From multitasking to meeting deadlines, court reporters have a lot on their plate. A day in the life of a court reporter certainly is not a walk in the park. Your day is more like a run through the park – consisting of a multitude of stressors, including listening to heated attorney debates, dealing with upsetting or nerve-wracking deposition topics, rough drafts and expedited deadlines, and transcribing at all hours of the day and night. With a mile-long to-do list, your nerves can quickly become fried and your productivity and tenacity can suffer.

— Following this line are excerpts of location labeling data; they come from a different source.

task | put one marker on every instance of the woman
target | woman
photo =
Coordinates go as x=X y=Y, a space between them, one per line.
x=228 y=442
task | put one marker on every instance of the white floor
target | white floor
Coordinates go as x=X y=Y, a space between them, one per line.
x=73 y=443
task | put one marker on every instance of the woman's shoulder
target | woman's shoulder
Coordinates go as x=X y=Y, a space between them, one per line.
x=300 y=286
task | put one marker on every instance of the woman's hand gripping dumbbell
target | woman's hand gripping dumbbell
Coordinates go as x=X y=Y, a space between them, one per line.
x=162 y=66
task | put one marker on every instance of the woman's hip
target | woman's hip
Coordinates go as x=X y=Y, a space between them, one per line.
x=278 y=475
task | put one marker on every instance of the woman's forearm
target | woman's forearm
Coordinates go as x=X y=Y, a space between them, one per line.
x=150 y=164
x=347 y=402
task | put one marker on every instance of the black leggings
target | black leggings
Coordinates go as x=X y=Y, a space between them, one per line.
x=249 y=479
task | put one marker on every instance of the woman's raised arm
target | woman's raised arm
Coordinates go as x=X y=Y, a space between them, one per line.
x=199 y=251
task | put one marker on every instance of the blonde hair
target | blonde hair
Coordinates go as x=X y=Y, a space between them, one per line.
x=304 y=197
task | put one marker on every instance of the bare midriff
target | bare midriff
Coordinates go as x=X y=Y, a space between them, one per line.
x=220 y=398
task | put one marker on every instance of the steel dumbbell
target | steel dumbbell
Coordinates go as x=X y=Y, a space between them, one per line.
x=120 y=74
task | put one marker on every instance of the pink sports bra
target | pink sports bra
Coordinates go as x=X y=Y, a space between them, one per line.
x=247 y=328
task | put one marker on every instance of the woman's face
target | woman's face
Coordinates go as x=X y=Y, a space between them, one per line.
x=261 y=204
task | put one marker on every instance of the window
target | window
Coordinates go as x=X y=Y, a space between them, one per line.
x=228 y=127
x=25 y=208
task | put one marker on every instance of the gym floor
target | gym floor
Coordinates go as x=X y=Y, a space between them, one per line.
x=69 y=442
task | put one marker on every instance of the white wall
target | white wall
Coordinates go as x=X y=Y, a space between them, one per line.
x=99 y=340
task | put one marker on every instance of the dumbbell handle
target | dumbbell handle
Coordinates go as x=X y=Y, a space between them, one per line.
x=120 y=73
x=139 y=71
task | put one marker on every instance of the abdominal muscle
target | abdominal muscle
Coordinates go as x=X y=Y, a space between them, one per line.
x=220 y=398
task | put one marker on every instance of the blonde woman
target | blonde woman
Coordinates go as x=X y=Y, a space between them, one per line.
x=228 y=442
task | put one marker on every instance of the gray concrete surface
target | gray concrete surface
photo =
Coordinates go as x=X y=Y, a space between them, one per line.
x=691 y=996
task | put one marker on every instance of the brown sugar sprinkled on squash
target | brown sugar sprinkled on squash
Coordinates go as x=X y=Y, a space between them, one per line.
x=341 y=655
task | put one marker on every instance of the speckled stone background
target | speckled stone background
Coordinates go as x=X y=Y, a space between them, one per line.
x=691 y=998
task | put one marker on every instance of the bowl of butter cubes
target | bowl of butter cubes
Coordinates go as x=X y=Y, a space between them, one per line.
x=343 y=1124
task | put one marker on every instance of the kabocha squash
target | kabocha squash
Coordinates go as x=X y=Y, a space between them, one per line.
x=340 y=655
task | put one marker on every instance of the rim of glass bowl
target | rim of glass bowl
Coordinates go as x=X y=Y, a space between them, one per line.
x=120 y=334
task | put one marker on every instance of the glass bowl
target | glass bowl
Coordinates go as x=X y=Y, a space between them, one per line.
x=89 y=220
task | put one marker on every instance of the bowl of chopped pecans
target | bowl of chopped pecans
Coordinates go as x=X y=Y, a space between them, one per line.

We all have those days. The days when you rush to get out of the door to work (likely forgetting important things like your car keys) and end up coming into the workplace frazzled and frustrated – and the day is just beginning. No matter how peaceful or stressful your day starts, there are bound to be additional stressors that make their way into your inbox or burst in unannounced with harsh deadlines. Stress is a part of life and it is nearly impossible to avoid no matter how organized your planner and to-do list seem.
Rather than wrestling your way through the bumps and hurdles of your day, approach your stress with some healthy techniques that will actually leave you feeling better than you were before your stressors came knocking down your door.
Remember to breathe
When was the last time you took a deep breath? Take notice of your breathing. Chances are good that you’ve been taking only shallow sips of air all day, which shortens the supply of oxygen to vital parts of your body – like your brain. Taking deep belly breaths, also known as diaphragmatic breathing, increases the flow of oxygen throughout your body. According to the Harvard Medical School website Harvard Health, belly breathing can slow your heartbeat and lower and/or stabilize your blood pressure. How is that for instant self-soothing?
Nourish and hydrate yourself
When we become stressed or our day starts off in a hectic way, the first thing we usually neglect is our body’s need for nourishment. Your body needs nourishing food and water to properly function and when you’re feeling stressed, your body is working in overtime, which means your nutrition levels need to be ready to withstand the added pressure. When faced with stress, most people commonly turn to comfort (junk) food to cope. The Physicians Committee for Responsible Medicine states that these kinds of foods only exacerbate the problem. The Physicians Committee recommends opting for fresh veggies, fruit, and low-fat, high-fiber, carbohydrate-packed meals instead of reaching for that bag of chips. Your body will thank you and you will be able to conquer your stress in no time.
Release stagnant energy through movement
There is a reason why exercise is one of the most commonly recommended ways to manage anxiety and depression. Exercise is considered vital to maintaining your physical stamina as well as your mental stamina, and can help you ease the symptoms of stress. According to the Mayo Clinic, exercise can give you more endorphins (hello, happy!), improve your mood, give you that much-needed boost of energy, and also improve your sleep. Stress affects every part of our physical and mental wellbeing, so lace up your shoes and get your blood pumping to take a proactive approach toward your health.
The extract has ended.